Quality: Extraordinary. Functional models of this size are unheard of. A few High Tinkers have working models in their workshop, but something of this quality should take days or weeks to craft.
Notes: Merdiwen was involved with the creation of this model. He seemed to enjoy the idea of a windmill that he hadn’t seen before and offered to fetch or create anything she needed. He spent most of the time making small gelcast bricks and small slimesteel beams while the lady used any tool she needed in the workshop to etch small, accurate details into the finished work.
Model: Vertical Windmill, Demonstration
Construction Time: 2 hours
The model is a fully functional windmill five feet in height placed atop the roof of the Guildhall, on a platform in the corner. The Guildhall’s roof is flat in spots to allow for crafts and experiments to be made, and this windmill will stay for the foreseeable future. It looks remarkably like the smaller version with a few notable differences.
To replicate a foundation, the model is placed atop a solid sheet of dark clay gelcast. Full size gelcast bricks are used and sticky gelcast is used to bind them together. The hard black metal that serves as the grinding part of the mill has been swapped out for a green stone called jade. This stone is unfamiliar to me. Both of the kinfolk assure me that the material is nigh indestructible for grinding, and the lady’s unusual crafting objects took an hour to shape and dress the stones.
This model is fully functional and can be used to grind wheat. It is remarkably efficient for its size. Despite being one twentieth of the size of a standard windmill, it is capable of grinding one fourth of the amount of wheat in its stone.

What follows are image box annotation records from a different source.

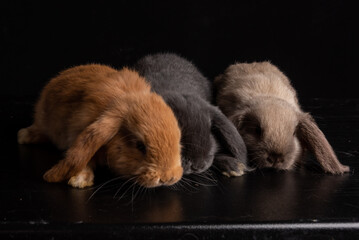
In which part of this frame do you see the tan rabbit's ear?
[297,113,349,174]
[44,109,122,182]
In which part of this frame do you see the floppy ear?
[211,107,249,176]
[44,112,122,182]
[297,113,349,174]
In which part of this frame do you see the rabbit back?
[34,64,150,149]
[134,53,212,102]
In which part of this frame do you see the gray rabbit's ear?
[297,113,349,174]
[211,107,249,176]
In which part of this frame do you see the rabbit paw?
[43,164,66,182]
[17,128,31,144]
[68,168,94,188]
[222,163,246,177]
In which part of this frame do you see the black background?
[0,0,358,99]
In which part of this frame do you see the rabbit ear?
[211,107,249,172]
[44,109,122,182]
[297,113,349,174]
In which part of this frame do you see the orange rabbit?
[18,64,183,188]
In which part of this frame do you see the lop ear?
[44,112,122,182]
[211,107,250,176]
[297,113,349,174]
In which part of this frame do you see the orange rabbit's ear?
[44,111,124,182]
[297,113,349,174]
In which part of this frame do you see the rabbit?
[18,64,183,188]
[133,53,249,177]
[214,61,349,174]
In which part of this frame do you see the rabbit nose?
[158,177,175,185]
[267,152,283,164]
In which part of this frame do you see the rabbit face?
[107,94,183,187]
[237,99,301,170]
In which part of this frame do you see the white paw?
[222,163,246,177]
[68,170,94,188]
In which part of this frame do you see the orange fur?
[18,64,182,187]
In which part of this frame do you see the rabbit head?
[27,64,183,187]
[215,62,349,174]
[106,93,183,187]
[235,98,302,170]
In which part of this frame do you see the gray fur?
[134,54,247,176]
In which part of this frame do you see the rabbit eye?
[136,141,146,154]
[255,126,262,136]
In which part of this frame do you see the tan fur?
[18,64,182,187]
[215,62,349,174]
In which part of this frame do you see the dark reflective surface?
[0,99,359,239]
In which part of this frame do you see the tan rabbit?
[18,64,183,188]
[215,62,349,174]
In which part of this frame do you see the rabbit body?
[214,62,349,174]
[134,54,247,176]
[18,64,183,188]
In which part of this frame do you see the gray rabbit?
[134,54,249,176]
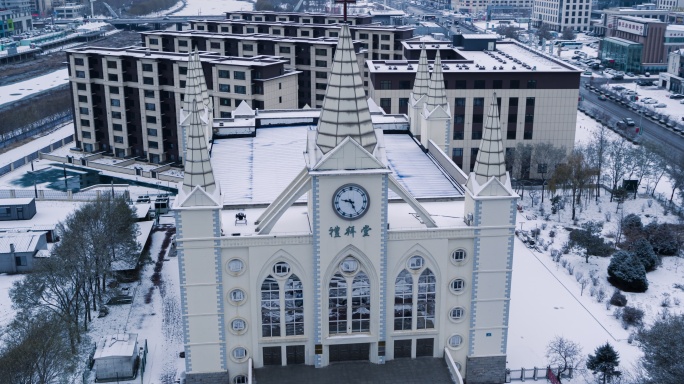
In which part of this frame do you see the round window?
[406,256,425,271]
[449,307,465,321]
[449,279,465,293]
[449,335,463,349]
[226,259,245,275]
[451,249,466,263]
[230,319,247,334]
[228,288,247,305]
[340,256,359,273]
[231,347,247,361]
[273,261,290,277]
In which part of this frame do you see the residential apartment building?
[184,17,414,60]
[67,47,299,163]
[532,0,592,32]
[366,41,580,176]
[142,31,365,108]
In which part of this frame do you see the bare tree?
[606,137,631,202]
[546,336,584,378]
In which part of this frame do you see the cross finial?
[335,0,356,24]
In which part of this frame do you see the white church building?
[174,25,518,384]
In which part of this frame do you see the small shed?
[93,333,138,382]
[0,198,36,221]
[0,232,47,273]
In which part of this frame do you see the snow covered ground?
[0,68,69,105]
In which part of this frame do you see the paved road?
[580,79,684,154]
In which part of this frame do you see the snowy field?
[0,68,69,105]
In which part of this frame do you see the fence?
[505,366,572,383]
[0,135,74,176]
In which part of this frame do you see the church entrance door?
[330,343,370,363]
[264,347,283,365]
[416,339,435,357]
[394,340,411,359]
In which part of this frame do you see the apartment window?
[380,97,392,113]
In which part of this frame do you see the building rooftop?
[366,42,577,73]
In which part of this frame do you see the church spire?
[316,24,377,154]
[181,52,216,194]
[473,92,506,184]
[425,50,447,112]
[411,44,430,102]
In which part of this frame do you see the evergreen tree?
[587,343,621,384]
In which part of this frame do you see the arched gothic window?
[394,268,437,331]
[328,260,371,335]
[394,269,413,331]
[261,270,304,337]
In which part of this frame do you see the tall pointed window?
[328,258,371,335]
[261,262,304,337]
[394,256,437,331]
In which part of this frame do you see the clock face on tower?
[333,184,370,220]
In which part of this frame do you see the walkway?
[255,358,452,384]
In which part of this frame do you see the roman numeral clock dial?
[333,184,370,220]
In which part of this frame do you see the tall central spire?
[473,92,506,184]
[180,52,216,193]
[411,44,430,102]
[316,24,377,154]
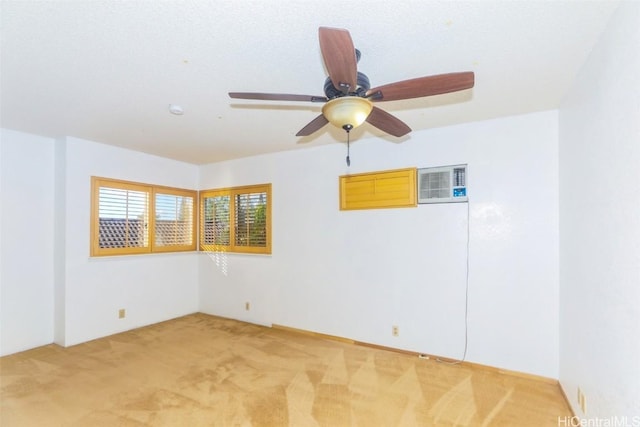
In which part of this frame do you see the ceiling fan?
[229,27,474,137]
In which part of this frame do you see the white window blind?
[90,177,198,256]
[200,184,271,254]
[98,187,149,249]
[202,195,231,246]
[235,192,267,247]
[154,192,195,247]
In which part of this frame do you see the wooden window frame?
[199,184,272,255]
[90,176,198,257]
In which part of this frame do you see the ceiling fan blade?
[367,107,411,137]
[318,27,358,92]
[229,92,328,102]
[366,71,475,102]
[296,114,329,136]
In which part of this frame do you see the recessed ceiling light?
[169,104,184,116]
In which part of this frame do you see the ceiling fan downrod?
[342,124,353,166]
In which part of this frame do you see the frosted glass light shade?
[322,96,373,130]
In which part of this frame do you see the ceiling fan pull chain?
[345,126,351,166]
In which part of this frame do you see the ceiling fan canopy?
[229,27,475,137]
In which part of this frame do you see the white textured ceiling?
[0,0,618,164]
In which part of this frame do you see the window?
[91,177,197,256]
[200,184,271,254]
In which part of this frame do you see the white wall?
[0,129,54,355]
[0,129,198,355]
[560,1,640,425]
[56,138,198,345]
[200,112,559,378]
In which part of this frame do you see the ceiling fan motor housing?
[324,71,371,99]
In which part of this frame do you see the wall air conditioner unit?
[418,165,468,203]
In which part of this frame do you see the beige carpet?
[0,314,570,427]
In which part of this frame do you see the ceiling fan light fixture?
[322,96,373,130]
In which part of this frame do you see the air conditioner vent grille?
[417,165,468,203]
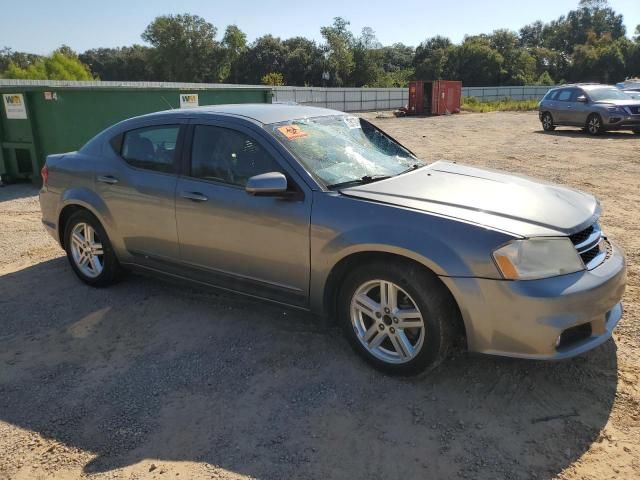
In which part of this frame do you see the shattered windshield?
[269,115,424,188]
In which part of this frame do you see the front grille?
[569,225,595,245]
[569,223,606,270]
[557,323,593,349]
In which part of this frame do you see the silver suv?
[538,84,640,135]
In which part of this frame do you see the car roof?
[136,103,344,124]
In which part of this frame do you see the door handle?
[180,192,209,202]
[96,175,118,185]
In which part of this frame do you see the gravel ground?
[0,113,640,479]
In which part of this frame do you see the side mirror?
[245,172,287,197]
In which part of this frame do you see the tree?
[349,27,384,87]
[444,37,504,87]
[260,72,284,87]
[282,37,325,86]
[142,14,218,82]
[0,47,42,72]
[320,17,354,87]
[221,25,247,83]
[239,35,287,84]
[79,45,156,81]
[3,47,93,80]
[413,35,452,80]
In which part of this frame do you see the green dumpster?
[0,79,272,183]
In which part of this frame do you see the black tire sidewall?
[586,113,603,137]
[338,262,455,375]
[64,210,120,287]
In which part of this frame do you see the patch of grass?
[460,97,538,113]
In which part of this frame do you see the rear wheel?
[541,112,556,132]
[64,210,121,287]
[587,113,604,136]
[338,262,458,375]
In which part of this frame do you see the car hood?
[341,161,600,237]
[594,98,640,107]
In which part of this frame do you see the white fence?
[273,85,551,112]
[273,87,409,112]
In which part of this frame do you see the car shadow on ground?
[0,258,617,479]
[535,128,640,140]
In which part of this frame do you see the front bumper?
[442,244,626,360]
[604,114,640,130]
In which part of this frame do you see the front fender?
[310,194,513,311]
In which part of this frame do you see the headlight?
[493,237,584,280]
[607,107,627,115]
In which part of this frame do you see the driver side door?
[176,121,312,306]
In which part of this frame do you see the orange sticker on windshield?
[278,125,307,140]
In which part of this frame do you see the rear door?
[552,88,574,125]
[568,88,591,127]
[95,122,184,264]
[176,120,312,306]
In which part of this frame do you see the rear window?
[557,89,573,102]
[120,125,180,173]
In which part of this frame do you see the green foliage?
[320,17,354,87]
[0,0,640,87]
[460,97,538,113]
[260,72,284,87]
[3,46,93,80]
[142,14,219,82]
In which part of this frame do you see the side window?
[121,125,180,173]
[556,88,573,102]
[545,90,558,100]
[191,125,282,187]
[571,88,585,102]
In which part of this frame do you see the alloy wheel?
[587,115,602,135]
[350,280,425,364]
[71,222,104,278]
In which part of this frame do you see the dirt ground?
[0,113,640,479]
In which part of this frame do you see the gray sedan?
[40,105,626,374]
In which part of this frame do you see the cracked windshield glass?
[272,115,425,187]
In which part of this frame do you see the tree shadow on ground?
[0,259,617,479]
[0,183,38,204]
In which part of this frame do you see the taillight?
[40,165,49,187]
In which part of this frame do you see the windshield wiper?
[398,163,427,175]
[327,175,393,188]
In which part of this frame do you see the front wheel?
[338,262,458,375]
[541,112,556,132]
[64,210,121,287]
[587,113,604,136]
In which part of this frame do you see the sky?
[0,0,640,54]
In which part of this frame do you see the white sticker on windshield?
[344,117,362,128]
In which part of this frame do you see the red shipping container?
[409,80,462,115]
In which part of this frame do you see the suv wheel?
[542,112,556,132]
[338,262,458,375]
[64,210,121,287]
[587,113,603,136]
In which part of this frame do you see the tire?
[338,261,459,375]
[64,210,122,287]
[585,113,604,137]
[541,112,556,132]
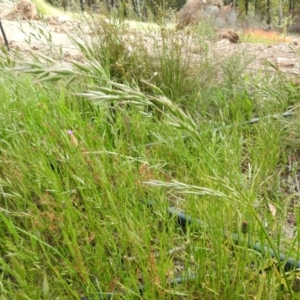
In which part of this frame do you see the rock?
[217,39,230,47]
[276,57,298,68]
[218,29,240,43]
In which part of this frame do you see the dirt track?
[0,2,300,74]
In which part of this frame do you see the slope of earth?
[0,2,300,74]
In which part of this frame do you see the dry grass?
[241,29,293,44]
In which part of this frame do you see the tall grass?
[0,12,299,299]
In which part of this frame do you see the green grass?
[0,13,299,299]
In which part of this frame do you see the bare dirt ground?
[0,2,300,75]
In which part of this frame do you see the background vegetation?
[0,1,300,300]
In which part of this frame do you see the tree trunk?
[278,0,282,26]
[267,0,271,25]
[245,0,249,15]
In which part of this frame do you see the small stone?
[276,57,298,68]
[218,29,240,43]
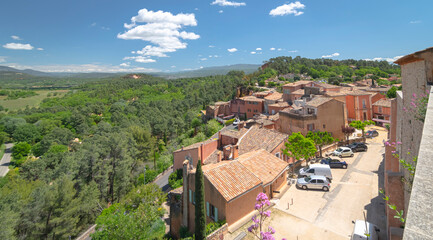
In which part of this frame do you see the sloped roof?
[306,97,333,107]
[237,149,288,185]
[373,99,391,107]
[203,149,288,202]
[241,96,265,102]
[238,126,289,155]
[283,80,312,87]
[203,160,262,202]
[265,92,283,100]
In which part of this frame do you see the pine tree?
[195,160,206,240]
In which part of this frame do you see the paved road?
[154,168,173,192]
[0,143,14,177]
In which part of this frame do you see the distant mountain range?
[0,64,260,80]
[152,64,261,78]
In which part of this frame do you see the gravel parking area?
[227,128,387,239]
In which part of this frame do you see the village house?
[373,99,391,126]
[283,80,313,102]
[264,92,288,114]
[279,97,346,139]
[173,149,288,234]
[384,48,433,240]
[173,124,290,170]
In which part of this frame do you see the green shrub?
[168,169,183,189]
[224,118,235,126]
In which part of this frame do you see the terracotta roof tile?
[306,97,332,107]
[237,149,288,185]
[265,92,283,101]
[238,127,289,155]
[373,99,391,107]
[203,160,262,201]
[203,149,288,202]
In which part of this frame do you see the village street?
[227,128,387,240]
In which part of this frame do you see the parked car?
[347,142,368,152]
[350,220,380,240]
[332,147,354,157]
[299,164,332,182]
[233,118,241,126]
[296,176,331,191]
[365,130,379,138]
[320,157,347,168]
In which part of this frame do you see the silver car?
[296,176,331,191]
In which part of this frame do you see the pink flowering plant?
[403,90,429,122]
[248,193,285,240]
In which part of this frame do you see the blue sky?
[0,0,433,72]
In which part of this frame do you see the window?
[206,202,218,222]
[189,189,195,205]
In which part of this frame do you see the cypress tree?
[195,159,206,240]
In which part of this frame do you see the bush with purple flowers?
[248,193,286,240]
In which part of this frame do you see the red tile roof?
[203,149,288,202]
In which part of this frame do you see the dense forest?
[248,56,400,85]
[0,57,400,239]
[0,73,242,239]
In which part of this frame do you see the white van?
[299,164,332,182]
[350,220,379,240]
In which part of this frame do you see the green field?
[0,90,69,111]
[0,144,6,159]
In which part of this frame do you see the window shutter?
[189,189,192,202]
[214,207,218,222]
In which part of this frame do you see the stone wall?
[206,223,229,240]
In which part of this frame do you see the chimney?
[233,145,239,159]
[200,143,204,166]
[182,160,189,227]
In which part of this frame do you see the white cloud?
[8,63,160,73]
[269,1,305,16]
[117,8,200,62]
[211,0,247,7]
[3,43,34,50]
[123,56,156,63]
[364,56,403,62]
[322,53,340,58]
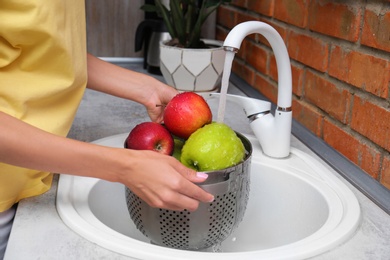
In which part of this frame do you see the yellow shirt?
[0,0,87,212]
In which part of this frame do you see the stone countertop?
[5,63,390,260]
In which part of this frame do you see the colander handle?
[199,180,230,195]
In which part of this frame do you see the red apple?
[164,92,212,139]
[125,122,174,155]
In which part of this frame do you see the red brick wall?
[217,0,390,189]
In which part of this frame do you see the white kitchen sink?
[57,134,360,260]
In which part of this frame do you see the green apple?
[172,136,184,161]
[180,123,245,171]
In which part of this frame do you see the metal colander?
[126,133,252,250]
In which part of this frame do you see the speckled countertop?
[5,63,390,260]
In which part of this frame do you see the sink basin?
[57,134,360,260]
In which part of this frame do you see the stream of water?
[217,51,235,123]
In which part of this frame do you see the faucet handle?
[201,93,271,118]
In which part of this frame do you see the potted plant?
[142,0,231,92]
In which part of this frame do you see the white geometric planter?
[160,40,225,92]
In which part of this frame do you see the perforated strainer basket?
[126,133,252,250]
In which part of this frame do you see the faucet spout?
[223,21,292,158]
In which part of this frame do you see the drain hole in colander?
[160,209,190,248]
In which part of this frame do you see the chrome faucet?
[206,21,292,158]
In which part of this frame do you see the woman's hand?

The size is similarly appropriate for children, and given a suitable fence on the roof may be used by some of the apprentices that visit or stay here.
Finished Item
Mark: The lady's wiggling fleur-de-lis can be seen in various places on the model. No less than three bricks, on both millstones, on the gearing, and on top of the central pillar in the sails. Merdiwen’s signature has been inscribed on one of the slimesteel beams. That is an unusual mark of approval from him.
Quality: Flawless.
Notes: This model was built in a team of two: the lady and the man. She spent most of her time on the fine details and gearing, while he spent more time trying to find the right material than building it. Merdiwen took an active part in making clay gelcast slabs that the lady turned into bricks, forged the slimesteel himself, and kept disappearing and reappearing with various objects and materials to find something suitable. Despite his teasing, the lady took it all in stride.
Aside from the unusual material that the millstones are made of, a small team of six people could replicate this windmill in about four hours. Most of the time would be spent on the construction of the materials and dressing a stone.
~~ Placement ~~
I cannot in good faith write anything sensible for this category. The Lady in Blue’s set of skills defies expectations beyond all reasonable measure. Her unique set of skills, her ability to craft at an inhuman level, and her fine attention to detail is above my ability. Do not misunderstand my intention; she is likely the most skilled artisan and engineer in the entire world.
I would be remiss if I did not attempt to place her in a role. She would be best suited for any task that one would need if a tool was to be made or used. She can likely make any object or place necessary to fit any task or fill any role. She has demonstrated the ability to build infrastructure without the need for a place to build said infrastructure.
Do not underestimate this woman under any circumstances.